14. The method of claim 3, wherein the plurality of DRPs comprise at least 103, at least 105, at least 107, or at least 109 unique members, each member comprising a distinct DRP sequence.

15. The method of claim 1, wherein the one or more encoded molecular chaperones comprise trxA, DsbA, DsbB, DsbC, HSP70, DnaK, HSP90, GroES, GroEL, DNAK, Sumo and Trigger Factor, or protein disulfide isomerase (PDI).

16. The method of claim 1, wherein the one or more molecular chaperone is the molecular chaperone trxA.

17. The method of claim 1, wherein the one or more molecular chaperone is the molecular chaperone DsbA.

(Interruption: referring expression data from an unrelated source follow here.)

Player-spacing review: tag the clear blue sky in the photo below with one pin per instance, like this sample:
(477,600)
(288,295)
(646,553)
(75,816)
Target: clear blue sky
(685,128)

18. The method of claim 3, wherein the DNA sequence encoding the one or more molecular chaperones is upstream of the DNA sequence encoding the DRP in the DNA construct.

19. The method of claim 3, wherein each of the plurality of DNA constructs comprises in order: the DNA sequence encoding the molecular chaperone, the DNA sequence encoding the DRP, the DNA sequence encoding the DNA replication initiator protein, and the DNA sequence encoding the target sequence for the DNA replication initiator protein.

20. The method of claim 1, wherein the DNA replication initiator protein is RepA or a variant thereof that retains ability to bind to the target sequence and the target sequence comprises an origin of replication sequence (ori).

21. The method of claim 20, wherein the wherein the DNA construct further comprises a cis-acting DNA element positioned between the DNA sequence encoding RepA and the target sequence comprising ori.

22. The method of claim 3, wherein the DNA construct further comprises a cis-acting DNA element positioned between the DNA sequence encoding RepA and the target sequence comprising ori.

23. The method of claim 3, wherein the RepA is selected from the group consisting of RepA of the incompatibility group I (IncI) complex plasmids and RepA of the IncF, IncB, IncK, IncZ and IncL/M plasmids.

24. A method of screening a disulfide rich protein (DRP) CIS display library, the method comprising:

(a) providing a screening library comprising a plurality of DNA:protein fusion proteins produced according to claim 1;

(b) contacting members of the plurality of DNA:protein fusion proteins of the screening library with a target of interest to produce a mixture of the plurality of DNA:protein fusion proteins and the target of interest; and

(c) selecting from the mixture the DNA:protein fusion proteins that are bound to the target of interest.

25. A method of screening a disulfide rich protein (DRP) CIS display library, the method comprising:

(a) providing a screening library comprising a plurality of DNA:protein fusion proteins produced according to claim 3;

(b) contacting members of the plurality of DNA:protein fusion proteins of the screening library with a target of interest to produce a mixture of the plurality of DNA:protein fusion proteins and the target of interest; and

(c) selecting from the mixture the DNA:protein fusion proteins that are bound to the target of interest.

26. The method of claim 24, further comprising identifying the one or more DNA:protein fusion proteins bound to the target of interest by identifying a sequence of the corresponding DNA:protein fusion replication initiator protein DNA.

27. The method of claim 26, wherein identifying the sequence of the corresponding DNA:protein fusion replication initiator protein DNA comprises nucleic acid sequencing.

28. The method of claim 25, further comprising identifying the one or more DNA:protein fusion proteins bound to the target of interest by identifying a sequence of the corresponding DNA:protein fusion replication initiator protein DNA.

29. The method of claim 28, wherein identifying the sequence of the corresponding DNA:protein fusion replication initiator protein DNA comprises nucleic acid sequencing.